With testimonies from mothers like Fatima, the devised strategy yields the desired result.
“I was comfortable presenting my son for vaccination because the vaccinator is someone from my settlement. He educated me of the benefits of immunisation and assured me that it is safe and at no cost,” she added.
As of June 2024, the local response team in Katsina had reached 253,006 children out of the 326,069 targeted children across 11 local government areas in the state with live-saving vaccines.
Taking urgent action
In Nigeria, interrupting the cVPVD2 virus, particularly in the Axis of Intractable transmission (AIT) states (Katsina, Kano, Zamfara, Sokoto and Kebbi), is of utmost importance for the country to achieve its polio eradication goals.
Appreciating the WHO and its partners’ continual support, Katsina State Governor Dr Dikko Umaru Radda said, “The State Government will continue to work closely with WHO and partners to sustain the improvements.”
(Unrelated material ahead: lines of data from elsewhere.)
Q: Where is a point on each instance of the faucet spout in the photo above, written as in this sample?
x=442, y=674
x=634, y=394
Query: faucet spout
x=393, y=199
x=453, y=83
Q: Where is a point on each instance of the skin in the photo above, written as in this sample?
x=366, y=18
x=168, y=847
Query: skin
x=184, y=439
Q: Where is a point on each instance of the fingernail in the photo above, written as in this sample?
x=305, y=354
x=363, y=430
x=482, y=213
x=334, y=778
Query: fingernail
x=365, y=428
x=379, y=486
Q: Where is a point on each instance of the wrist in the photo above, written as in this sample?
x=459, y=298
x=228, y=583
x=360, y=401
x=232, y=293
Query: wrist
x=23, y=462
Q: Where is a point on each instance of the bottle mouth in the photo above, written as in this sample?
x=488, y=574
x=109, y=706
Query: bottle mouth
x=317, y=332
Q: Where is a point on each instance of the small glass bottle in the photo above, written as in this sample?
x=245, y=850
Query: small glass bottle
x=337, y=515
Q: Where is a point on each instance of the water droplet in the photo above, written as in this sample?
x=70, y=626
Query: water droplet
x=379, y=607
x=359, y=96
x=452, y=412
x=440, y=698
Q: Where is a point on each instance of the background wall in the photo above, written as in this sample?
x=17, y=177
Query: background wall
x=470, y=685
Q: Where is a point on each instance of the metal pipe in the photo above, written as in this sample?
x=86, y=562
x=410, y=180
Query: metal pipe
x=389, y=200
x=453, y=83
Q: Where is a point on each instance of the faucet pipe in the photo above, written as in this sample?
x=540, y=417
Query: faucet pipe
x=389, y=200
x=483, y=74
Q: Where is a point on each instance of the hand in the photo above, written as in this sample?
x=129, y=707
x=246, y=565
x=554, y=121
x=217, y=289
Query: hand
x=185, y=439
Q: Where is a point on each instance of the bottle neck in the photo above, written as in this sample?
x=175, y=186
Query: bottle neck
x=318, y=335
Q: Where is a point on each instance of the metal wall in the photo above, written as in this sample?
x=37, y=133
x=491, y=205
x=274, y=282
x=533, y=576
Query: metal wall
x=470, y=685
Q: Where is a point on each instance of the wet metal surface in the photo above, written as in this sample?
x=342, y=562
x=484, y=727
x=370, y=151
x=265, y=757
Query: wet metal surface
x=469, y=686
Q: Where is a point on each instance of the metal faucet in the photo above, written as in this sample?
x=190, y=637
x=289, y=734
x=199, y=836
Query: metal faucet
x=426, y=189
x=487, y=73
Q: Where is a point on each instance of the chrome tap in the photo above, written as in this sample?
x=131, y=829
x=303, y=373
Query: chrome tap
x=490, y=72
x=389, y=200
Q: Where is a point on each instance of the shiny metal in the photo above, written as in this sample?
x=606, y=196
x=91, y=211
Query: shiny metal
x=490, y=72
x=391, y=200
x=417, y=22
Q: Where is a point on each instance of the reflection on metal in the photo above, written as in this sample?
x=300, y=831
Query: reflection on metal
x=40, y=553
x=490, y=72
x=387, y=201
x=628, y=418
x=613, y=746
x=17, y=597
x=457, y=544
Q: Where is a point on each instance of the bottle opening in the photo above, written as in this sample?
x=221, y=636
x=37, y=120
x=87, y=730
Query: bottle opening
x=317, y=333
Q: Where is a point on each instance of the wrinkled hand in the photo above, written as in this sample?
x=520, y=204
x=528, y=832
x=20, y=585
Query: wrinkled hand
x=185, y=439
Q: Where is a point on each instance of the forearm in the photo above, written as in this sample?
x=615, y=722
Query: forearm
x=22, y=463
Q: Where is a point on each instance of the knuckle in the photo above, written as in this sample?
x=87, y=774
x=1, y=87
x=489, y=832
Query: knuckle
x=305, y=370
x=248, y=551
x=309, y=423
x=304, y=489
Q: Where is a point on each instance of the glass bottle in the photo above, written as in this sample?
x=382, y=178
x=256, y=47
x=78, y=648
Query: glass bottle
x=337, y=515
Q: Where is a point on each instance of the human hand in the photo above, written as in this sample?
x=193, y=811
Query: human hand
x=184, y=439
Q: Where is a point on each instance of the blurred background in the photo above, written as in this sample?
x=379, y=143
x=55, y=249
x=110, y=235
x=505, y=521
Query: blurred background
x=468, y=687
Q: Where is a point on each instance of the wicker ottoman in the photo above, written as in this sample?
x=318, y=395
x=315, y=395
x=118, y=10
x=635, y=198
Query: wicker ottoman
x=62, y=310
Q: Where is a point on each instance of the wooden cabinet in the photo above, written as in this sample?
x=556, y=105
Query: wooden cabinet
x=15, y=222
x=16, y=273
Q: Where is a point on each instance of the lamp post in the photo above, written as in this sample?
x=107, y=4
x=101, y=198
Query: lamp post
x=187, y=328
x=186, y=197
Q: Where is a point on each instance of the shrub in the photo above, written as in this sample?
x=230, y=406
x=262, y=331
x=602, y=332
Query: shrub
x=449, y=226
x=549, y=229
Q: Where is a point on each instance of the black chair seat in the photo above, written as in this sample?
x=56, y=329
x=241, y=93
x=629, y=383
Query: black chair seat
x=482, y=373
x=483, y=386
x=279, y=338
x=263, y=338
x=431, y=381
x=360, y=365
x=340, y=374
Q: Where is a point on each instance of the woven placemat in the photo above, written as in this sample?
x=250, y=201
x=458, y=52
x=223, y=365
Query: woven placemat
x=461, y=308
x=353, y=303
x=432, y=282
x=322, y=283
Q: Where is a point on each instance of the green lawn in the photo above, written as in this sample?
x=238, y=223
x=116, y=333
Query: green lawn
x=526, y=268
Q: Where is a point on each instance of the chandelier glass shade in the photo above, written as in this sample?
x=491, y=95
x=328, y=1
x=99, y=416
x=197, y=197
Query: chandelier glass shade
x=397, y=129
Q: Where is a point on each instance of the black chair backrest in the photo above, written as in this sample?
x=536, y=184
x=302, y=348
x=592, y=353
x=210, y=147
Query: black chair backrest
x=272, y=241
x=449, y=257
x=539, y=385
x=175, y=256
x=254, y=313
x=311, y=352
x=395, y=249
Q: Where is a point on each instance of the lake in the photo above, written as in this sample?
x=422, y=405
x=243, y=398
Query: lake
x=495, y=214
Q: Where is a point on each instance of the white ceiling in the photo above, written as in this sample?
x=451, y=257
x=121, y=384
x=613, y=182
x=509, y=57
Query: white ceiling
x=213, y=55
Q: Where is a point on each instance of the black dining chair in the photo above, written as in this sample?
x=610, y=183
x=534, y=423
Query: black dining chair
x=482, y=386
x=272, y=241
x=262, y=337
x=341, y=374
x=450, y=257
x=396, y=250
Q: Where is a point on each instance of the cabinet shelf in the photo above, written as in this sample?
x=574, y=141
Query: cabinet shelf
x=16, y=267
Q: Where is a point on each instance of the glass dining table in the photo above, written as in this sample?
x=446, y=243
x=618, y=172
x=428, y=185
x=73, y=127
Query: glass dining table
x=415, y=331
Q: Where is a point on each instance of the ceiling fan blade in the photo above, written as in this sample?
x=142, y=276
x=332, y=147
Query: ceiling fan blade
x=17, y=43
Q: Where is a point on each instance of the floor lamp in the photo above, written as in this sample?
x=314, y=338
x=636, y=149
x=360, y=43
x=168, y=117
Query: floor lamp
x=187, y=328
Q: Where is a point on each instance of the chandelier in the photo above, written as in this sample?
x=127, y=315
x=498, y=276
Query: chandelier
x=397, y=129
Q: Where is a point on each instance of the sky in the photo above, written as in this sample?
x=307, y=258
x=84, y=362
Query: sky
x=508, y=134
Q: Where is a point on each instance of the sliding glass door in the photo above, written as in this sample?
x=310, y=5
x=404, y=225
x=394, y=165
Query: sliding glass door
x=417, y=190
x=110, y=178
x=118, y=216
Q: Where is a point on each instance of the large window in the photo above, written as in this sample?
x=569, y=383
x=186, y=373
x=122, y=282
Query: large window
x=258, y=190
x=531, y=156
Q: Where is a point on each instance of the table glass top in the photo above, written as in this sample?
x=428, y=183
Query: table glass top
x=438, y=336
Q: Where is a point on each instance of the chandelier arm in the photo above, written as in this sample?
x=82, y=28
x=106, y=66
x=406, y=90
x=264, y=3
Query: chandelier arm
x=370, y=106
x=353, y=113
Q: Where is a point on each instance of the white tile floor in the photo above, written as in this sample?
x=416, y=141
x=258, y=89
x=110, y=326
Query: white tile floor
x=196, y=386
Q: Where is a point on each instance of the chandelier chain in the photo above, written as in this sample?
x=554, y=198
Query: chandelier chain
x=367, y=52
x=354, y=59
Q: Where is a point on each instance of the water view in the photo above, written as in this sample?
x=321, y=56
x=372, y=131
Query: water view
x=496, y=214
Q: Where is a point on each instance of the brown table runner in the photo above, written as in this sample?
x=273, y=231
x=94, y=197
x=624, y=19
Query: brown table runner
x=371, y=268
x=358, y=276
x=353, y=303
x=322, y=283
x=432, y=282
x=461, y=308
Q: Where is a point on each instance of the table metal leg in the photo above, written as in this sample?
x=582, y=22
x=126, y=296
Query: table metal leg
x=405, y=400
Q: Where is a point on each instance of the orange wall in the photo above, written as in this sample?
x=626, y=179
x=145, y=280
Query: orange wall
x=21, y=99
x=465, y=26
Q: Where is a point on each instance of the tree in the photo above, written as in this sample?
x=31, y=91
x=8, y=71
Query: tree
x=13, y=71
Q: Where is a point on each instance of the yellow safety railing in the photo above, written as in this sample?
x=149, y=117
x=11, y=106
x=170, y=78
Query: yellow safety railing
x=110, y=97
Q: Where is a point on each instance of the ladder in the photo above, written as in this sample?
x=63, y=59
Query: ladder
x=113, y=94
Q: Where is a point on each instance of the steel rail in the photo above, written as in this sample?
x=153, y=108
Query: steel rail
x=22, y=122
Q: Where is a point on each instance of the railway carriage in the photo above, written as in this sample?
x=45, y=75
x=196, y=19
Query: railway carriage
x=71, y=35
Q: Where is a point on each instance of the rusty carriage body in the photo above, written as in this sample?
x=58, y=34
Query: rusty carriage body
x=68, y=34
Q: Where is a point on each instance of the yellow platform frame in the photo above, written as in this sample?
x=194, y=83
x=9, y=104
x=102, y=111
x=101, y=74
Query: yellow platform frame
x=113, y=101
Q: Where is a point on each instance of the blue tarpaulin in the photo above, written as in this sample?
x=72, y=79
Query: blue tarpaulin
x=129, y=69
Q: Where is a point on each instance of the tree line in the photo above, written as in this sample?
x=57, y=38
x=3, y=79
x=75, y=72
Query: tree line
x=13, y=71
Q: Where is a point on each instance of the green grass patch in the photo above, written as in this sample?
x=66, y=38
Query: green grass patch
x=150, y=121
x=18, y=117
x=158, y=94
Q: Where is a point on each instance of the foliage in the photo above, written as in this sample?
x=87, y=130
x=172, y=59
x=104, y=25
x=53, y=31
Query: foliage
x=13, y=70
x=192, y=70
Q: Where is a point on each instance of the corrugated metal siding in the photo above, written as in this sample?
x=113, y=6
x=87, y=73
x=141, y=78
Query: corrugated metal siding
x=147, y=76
Dr Radda said, “WHO is playing a critical role in supporting the state in its quest to interrupt the spread of the virus. The continual support received from WHO is very timely and commendable. Despite the challenges, we’ve recorded immense progress in ensuring vulnerable and exposed children are reached with vaccines, thus contributing to interrupting the virus.”
Reiterating WHO’s commitment to supporting Nigeria in reaching all eligible children with life-saving vaccines and succeeding in its polio eradication goal, the WHO State Coordinator, Dr Abdulnasir Adamu, said every child deserves a better future and access to quality healthcare services.
“WHO’s relentless support to the Government of Katsina is part of the triple billion target and the implementation of its fourth Country Cooperation Strategy (CCSIV), of ensuring health for all regardless of their difference.
Expressing his gratitude to the Government for its leadership and firmness in interrupting this virus at the community level, he added that “WHO is providing technical support to ensure effective coordination of partners and strengthening of thematic areas such as data management, community engagement, and surveillance.
With over 5000 technical and community structures, such as technical officers, field volunteers, local government facilitators, and community informants in the state, WHO is assured that vulnerable children will be reached with life-saving vaccines, thus disrupting community transmission.”
Meanwhile, Fatima is glad that her child benefitted from the vaccination exercise. She has decided to convince other mothers in her community whose children have not received any vaccination to do so.